3.2.4. Nano-LC-ESI-MS/MS Analysis of HEMH

It is well known that the biological activity of a specific protein hydrolysate is closely related to its peptide composition [2]. In order to quantitatively identify the HEMH peptides, the nano-LC-ESI-MS/MS analysis using Maxquant software was conducted. As shown in the total ion chromatogram (Figure S4), the LC-MS/MS analysis was completed within 60 min, showing typical peaks corresponding to specific peptides, and 249 peptide sequences derived from HEMH were identified. Figure 4 presents the percentage distribution of peptides from specific parent proteins, including lysyl oxidase homolog (34.60%), VWFD domain-containing protein (21.00%), lysozyme C (16.24%), ovocleidin-116 (8.75%), collagen alpha-1(X) chain (7.35%), and calcium-transporting ATPase (4.14%). This result indicated that most abundant peptides present in HEMH are derived from the parent protein, Lysyl oxidase homolog. It is an enzyme that catalyzes the covalent linkage between collagen and elastin, and plays a critical role in the formation of ESM fiber as a major protein component of ESM [23,41]. Other parent proteins are also reported to have specific biological activity, such as lysozyme C, which is known to possess antibacterial and anti-inflammatory activities [12]. In addition, to understand the potential bioactivity of the identified peptides, 10 major peptide sequences (854–1385 Da) in HEMH were evaluated for bioactivity using PeptideRanker (Table S1), a server for the prediction of bioactive peptides based on a novel N-to-1 neural network and scores greater than 0.5 were considered bioactive [15,24]. The results showed that 60% of the 10 major peptides had scores above 0.5, indicating potentially high biological activity of HEMH.
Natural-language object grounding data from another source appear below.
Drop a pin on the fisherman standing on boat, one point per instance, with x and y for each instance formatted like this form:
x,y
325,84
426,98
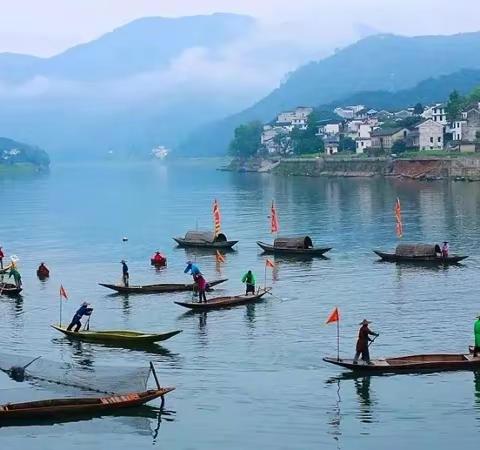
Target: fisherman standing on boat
x,y
84,310
192,268
249,280
43,271
201,287
125,275
16,276
445,250
363,341
476,331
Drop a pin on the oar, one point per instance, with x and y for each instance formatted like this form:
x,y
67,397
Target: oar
x,y
373,340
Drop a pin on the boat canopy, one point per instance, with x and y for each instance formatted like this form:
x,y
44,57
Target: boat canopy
x,y
417,250
204,236
293,242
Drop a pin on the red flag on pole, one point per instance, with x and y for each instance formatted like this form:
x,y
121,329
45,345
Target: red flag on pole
x,y
63,293
334,316
216,218
274,219
219,257
398,218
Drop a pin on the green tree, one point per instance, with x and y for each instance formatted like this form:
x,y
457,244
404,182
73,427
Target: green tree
x,y
474,96
418,109
346,144
246,140
399,146
307,141
455,104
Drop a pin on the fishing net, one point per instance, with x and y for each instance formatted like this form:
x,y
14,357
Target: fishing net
x,y
111,380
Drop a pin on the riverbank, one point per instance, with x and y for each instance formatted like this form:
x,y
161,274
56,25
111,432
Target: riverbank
x,y
418,167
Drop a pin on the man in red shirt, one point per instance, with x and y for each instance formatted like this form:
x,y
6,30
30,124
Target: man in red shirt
x,y
362,343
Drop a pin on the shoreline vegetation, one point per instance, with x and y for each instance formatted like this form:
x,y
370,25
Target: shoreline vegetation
x,y
20,158
427,166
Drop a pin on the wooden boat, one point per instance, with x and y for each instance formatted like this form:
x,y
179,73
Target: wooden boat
x,y
419,253
205,239
224,302
301,245
117,336
414,363
9,289
77,406
157,288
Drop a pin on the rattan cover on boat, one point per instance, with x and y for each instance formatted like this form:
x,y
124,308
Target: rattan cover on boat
x,y
204,236
415,250
293,242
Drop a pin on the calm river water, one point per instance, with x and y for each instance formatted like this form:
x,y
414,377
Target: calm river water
x,y
250,377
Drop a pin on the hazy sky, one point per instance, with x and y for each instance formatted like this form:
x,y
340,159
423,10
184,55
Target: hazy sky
x,y
46,27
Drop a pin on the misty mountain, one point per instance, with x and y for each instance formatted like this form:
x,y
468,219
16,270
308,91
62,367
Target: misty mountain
x,y
377,63
144,84
142,45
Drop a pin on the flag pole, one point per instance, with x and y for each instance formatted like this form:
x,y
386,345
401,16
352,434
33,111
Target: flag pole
x,y
265,284
338,339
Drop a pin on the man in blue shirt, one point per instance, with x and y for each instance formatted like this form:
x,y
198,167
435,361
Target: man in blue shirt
x,y
192,268
84,310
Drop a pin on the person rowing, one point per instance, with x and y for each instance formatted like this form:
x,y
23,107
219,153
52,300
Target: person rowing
x,y
476,332
158,259
249,280
192,269
43,271
445,249
201,287
16,276
363,342
125,274
84,310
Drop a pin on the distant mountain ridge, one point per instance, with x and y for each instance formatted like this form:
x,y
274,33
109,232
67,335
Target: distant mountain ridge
x,y
377,63
142,45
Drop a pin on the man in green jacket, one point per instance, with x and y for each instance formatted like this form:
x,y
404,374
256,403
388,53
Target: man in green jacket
x,y
249,280
476,330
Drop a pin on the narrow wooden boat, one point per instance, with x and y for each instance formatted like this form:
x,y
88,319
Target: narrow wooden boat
x,y
157,288
77,406
9,289
117,336
224,302
413,363
205,239
301,245
419,253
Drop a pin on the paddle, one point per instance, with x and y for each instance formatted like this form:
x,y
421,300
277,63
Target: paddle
x,y
373,340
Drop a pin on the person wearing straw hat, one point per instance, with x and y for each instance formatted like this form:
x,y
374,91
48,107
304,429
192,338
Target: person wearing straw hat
x,y
476,331
445,249
84,310
362,343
3.3. The Antioxidation Activity of HEMH and Ultrafiltration Fractions

In chemical antioxidant activity assays, the antioxidation of peptides or protein hydrolysates depends on their free radical scavenging ability, metal ion chelating ability, and reducing ability [52,55]. The DPPH free radical scavenging assay is an antioxidant activity evaluation method based on the electron transfer mechanism and is commonly used to assess the antioxidant capacity of natural compounds [42]. Chelation of metal ions is an essential pathway for antioxidant action, as Fe²⁺ ions are catalysts for the chain reaction of lipid peroxidation, leading to the oxidation of unsaturated lipids [56]. The reducing power represents the ability to contribute electrons or hydrogen, and the ferric ion reducing power determination involves a redox reaction in which the compound reduces Fe³⁺ to Fe²⁺ [50].
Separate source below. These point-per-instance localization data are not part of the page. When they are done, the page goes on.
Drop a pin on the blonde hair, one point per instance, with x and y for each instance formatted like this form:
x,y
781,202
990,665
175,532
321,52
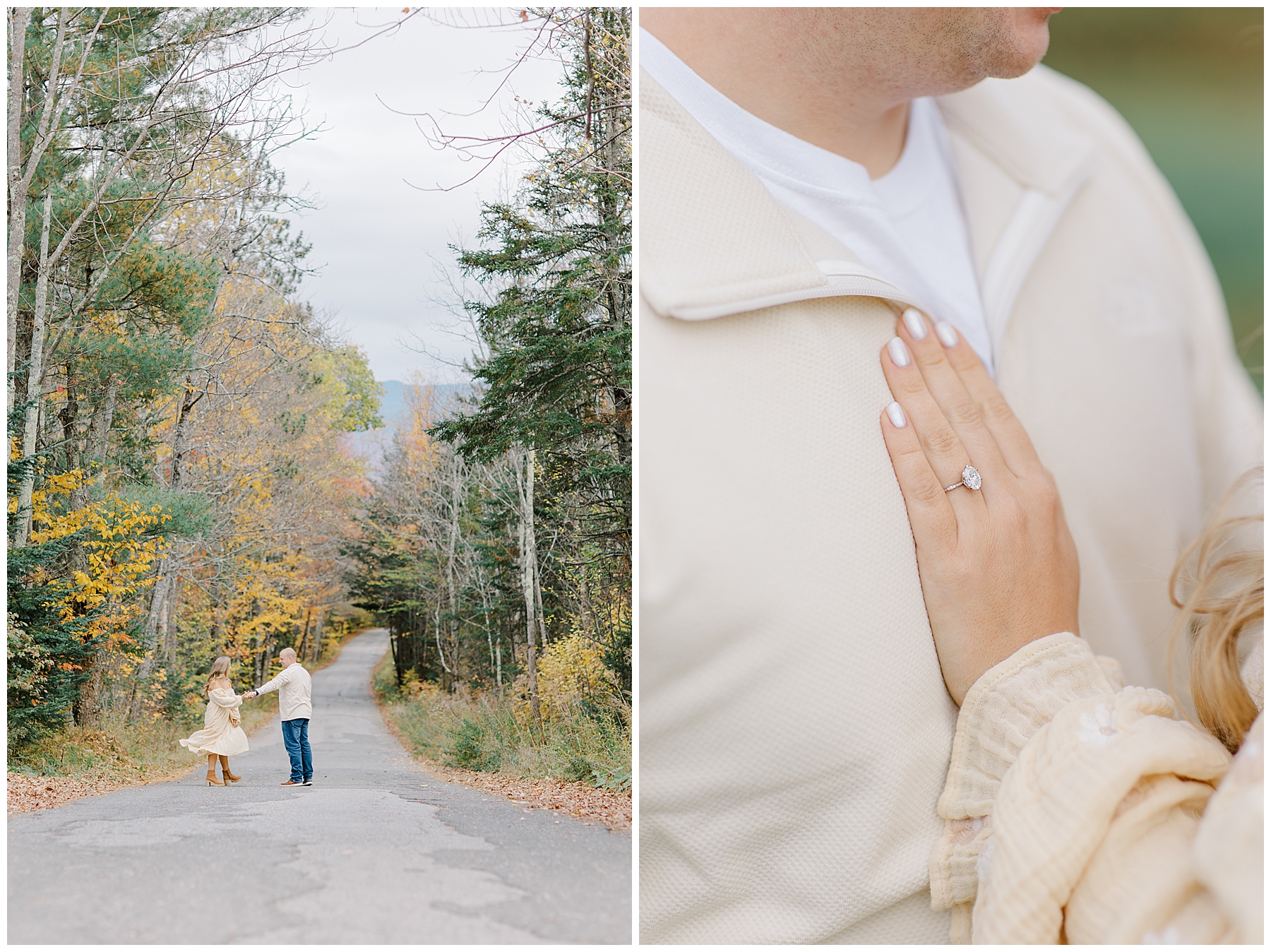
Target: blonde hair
x,y
220,669
1224,602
To further investigate their antioxidant activities, our study determined the DPPH radical scavenging activity, Fe²⁺-chelating activity, and Fe³⁺-reduction capacity of the HEMH and FEMH. As shown in Table 3 the HEMH possessed better antioxidant activities in DPPH radical scavenging ability (153.51 ± 12.63 μmol TE/g), Fe²⁺-chelating activities (80.11 ± 0.30%), and reducing power (0.67 ± 0.005) than the FEMH (51.93 ± 2.47 μmol TE/g, 56.51 ± 1.17%, and 0.10 ± 0.01%, respectively). These results were consistent with the finding that the HEMH exhibited a higher DH value and a higher content in small molecule peptides, when compared to the FEMH.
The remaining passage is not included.